Time course and distribution of motoneuronal loss in the dorsal motor vagal nucleus of guinea pig after cervical vagotomy

Abstract

Cells in the dorsal motor vagal nucleus (DMVN) of the adult guinea pig were counted at different times after unilateral cervical section of the vagus nerve. The counts were made from serial 30 μm coronal sections throughout the DMVN in normal and operated animals. There are three types of cells in the DMVN of guinea pig: medium‐sized motoneurons that are retrogradely filled by HRP from the site of the vagotomy, small neurons, and glial cells. An interesting observation was a change in distribution of cells in the DMVN with age in unoperated guinea pigs.Following vagotomy degeneration was seen only in the motoneurons.
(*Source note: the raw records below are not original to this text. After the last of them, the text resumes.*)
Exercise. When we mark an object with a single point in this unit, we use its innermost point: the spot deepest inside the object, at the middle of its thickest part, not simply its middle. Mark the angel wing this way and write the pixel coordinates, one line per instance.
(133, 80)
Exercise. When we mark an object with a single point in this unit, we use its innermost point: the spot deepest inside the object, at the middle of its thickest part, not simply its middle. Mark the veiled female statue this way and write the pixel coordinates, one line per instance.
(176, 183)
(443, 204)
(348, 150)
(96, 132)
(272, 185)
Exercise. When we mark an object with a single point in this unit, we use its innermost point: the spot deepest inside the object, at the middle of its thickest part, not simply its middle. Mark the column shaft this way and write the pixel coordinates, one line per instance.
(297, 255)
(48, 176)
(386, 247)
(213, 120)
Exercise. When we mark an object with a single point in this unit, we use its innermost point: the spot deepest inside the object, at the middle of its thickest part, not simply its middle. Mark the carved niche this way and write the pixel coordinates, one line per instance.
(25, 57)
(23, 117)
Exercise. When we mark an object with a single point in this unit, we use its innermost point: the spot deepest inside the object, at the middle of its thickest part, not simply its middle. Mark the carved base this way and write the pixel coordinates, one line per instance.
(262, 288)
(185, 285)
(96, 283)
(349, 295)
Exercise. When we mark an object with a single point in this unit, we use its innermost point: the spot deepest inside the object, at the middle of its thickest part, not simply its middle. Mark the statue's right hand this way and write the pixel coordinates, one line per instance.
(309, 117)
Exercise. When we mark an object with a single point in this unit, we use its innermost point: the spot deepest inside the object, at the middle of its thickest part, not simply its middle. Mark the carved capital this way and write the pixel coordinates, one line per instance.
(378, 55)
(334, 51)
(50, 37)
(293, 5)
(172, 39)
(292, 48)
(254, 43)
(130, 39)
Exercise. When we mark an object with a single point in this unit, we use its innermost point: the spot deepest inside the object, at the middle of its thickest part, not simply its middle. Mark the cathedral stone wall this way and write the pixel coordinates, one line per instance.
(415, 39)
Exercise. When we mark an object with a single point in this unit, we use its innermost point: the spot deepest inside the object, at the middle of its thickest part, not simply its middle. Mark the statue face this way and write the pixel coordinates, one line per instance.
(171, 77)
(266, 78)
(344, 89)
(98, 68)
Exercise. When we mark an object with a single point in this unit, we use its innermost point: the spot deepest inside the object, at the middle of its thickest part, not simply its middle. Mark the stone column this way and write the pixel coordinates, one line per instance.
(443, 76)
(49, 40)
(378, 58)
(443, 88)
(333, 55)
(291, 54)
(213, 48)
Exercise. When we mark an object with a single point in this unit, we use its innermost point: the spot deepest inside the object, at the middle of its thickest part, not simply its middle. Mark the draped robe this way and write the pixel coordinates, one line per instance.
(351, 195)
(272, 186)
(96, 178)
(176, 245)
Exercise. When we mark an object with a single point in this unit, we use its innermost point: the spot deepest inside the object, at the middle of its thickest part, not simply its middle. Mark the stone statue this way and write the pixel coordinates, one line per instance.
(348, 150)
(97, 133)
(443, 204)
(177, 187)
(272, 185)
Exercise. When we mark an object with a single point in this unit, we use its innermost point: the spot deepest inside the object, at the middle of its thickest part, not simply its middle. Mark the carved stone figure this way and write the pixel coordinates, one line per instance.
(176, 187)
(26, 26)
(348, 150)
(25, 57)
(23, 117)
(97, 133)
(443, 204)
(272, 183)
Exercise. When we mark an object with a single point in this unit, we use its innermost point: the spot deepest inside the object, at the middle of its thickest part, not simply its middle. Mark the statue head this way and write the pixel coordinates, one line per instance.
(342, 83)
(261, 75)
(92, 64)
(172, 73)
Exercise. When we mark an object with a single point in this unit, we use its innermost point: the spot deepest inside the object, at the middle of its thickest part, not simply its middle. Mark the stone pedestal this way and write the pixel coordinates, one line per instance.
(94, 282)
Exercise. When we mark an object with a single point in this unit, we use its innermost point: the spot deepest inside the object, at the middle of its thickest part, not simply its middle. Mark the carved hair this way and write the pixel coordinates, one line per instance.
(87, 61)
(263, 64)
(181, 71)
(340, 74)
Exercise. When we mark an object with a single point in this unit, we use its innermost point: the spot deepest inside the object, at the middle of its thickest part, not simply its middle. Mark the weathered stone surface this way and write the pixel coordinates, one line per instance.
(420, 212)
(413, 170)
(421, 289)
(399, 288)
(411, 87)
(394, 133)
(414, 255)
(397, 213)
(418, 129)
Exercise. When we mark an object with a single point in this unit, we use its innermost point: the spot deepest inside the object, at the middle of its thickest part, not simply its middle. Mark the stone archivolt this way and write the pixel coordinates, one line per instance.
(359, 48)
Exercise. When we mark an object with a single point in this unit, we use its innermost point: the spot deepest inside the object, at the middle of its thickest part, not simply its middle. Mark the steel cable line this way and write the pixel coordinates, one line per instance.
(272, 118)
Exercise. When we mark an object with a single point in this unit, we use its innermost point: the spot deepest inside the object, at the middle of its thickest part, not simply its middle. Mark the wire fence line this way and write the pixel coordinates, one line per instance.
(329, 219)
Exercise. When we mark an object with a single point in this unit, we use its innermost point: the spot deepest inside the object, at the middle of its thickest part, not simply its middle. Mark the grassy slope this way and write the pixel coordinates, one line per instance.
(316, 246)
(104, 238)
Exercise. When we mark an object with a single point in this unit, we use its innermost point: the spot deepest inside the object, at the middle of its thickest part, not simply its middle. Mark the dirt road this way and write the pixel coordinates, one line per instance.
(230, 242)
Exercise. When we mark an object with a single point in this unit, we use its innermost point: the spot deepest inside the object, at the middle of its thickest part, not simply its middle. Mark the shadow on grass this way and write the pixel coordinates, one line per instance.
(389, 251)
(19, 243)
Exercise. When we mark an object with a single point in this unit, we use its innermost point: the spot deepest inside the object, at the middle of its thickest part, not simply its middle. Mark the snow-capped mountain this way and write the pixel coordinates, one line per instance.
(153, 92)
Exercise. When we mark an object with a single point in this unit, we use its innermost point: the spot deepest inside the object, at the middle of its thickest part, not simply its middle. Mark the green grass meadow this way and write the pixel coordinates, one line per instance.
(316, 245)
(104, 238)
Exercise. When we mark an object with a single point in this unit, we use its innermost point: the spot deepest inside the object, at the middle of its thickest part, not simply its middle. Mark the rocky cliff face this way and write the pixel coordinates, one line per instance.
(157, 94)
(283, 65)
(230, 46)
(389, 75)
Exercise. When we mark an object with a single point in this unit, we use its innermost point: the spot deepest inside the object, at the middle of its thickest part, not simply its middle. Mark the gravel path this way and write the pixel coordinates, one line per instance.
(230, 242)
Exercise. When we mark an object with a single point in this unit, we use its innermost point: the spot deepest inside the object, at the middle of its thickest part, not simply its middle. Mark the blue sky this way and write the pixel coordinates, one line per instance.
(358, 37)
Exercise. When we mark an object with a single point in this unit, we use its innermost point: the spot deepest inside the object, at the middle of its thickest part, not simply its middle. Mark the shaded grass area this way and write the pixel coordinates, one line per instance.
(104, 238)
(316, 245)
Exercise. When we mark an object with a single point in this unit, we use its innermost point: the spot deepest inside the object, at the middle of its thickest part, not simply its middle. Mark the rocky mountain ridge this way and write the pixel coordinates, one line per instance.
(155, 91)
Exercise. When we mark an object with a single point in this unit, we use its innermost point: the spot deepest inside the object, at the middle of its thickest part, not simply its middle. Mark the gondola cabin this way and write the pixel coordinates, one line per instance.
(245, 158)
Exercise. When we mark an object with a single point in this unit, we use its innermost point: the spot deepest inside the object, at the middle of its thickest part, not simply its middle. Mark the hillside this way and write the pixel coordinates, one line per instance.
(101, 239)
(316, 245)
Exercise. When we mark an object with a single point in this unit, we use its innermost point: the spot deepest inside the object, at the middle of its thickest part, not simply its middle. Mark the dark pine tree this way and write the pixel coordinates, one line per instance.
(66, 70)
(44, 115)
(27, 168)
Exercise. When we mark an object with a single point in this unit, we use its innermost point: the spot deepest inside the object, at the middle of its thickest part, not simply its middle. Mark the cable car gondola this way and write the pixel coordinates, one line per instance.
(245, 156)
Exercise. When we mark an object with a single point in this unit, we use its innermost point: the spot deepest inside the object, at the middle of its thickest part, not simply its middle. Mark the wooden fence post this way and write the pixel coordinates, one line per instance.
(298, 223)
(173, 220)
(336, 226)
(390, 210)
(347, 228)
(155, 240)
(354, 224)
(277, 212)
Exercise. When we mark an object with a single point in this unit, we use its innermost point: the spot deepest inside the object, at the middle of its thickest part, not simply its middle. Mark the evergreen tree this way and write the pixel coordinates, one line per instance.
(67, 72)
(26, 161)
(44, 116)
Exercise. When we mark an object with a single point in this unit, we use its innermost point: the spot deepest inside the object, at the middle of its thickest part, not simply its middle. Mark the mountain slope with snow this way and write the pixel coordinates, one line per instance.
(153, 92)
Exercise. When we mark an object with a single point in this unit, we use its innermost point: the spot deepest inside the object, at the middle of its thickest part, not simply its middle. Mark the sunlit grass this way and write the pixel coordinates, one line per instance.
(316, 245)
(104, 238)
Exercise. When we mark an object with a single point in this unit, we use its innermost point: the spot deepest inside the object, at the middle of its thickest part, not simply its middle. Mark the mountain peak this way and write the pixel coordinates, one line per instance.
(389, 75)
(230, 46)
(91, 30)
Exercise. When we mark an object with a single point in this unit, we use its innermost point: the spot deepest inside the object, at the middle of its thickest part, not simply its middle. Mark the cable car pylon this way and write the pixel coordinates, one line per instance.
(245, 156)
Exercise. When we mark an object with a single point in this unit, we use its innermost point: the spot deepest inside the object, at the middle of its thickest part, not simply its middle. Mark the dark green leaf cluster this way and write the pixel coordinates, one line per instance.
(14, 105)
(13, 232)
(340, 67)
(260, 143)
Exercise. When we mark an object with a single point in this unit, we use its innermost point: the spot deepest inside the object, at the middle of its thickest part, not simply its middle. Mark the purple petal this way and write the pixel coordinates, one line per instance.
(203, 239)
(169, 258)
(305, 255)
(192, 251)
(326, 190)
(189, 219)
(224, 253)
Disappearance of motoneurons was slow and only 27% were present after 1 year. During that time the decrease in the total number of motoneurons was exponential with a time constant of 8.6 months, but degeneration in different parts of the nucleus was not uniform. Thirty‐four percent of motoneurons in the caudal area of DMVN disappeared in the first month after vagotomy, while the rostral area was almost unchanged. The rostral area, however, showed rapid degeneration between 3 and 6 months after vagotomy. The central part of the nucleus degenerated at a constant rate between those of the rostral and caudal regions. At the end of 1 year, cell loss in all parts of the nucleus was approximately equal.Surviving motoneurons showed morphological changes: rounding of the soma, continuous reduction of the cell volume, and shrinkage of the nucleus. Occasional abnormal forms showing vacuolization or invaginated nuclei were seen. Calculations show that the process of degeneration lasts 25 days on the average.The marked degeneration found in dorsal vagal motoneurons, in contrast to recovery from axotomy in somatic motoneurons, is similar to that found in intrinsic neurons of the central nervous system. The slow and continuous time course of disappearance of motoneurons after vagotomy, however, is exceptional. It is reasonable to postulate that the increased vulnerability of these motoneurons may be sufficient to result in degeneration in response to what are normally nonpathological metabolic demands.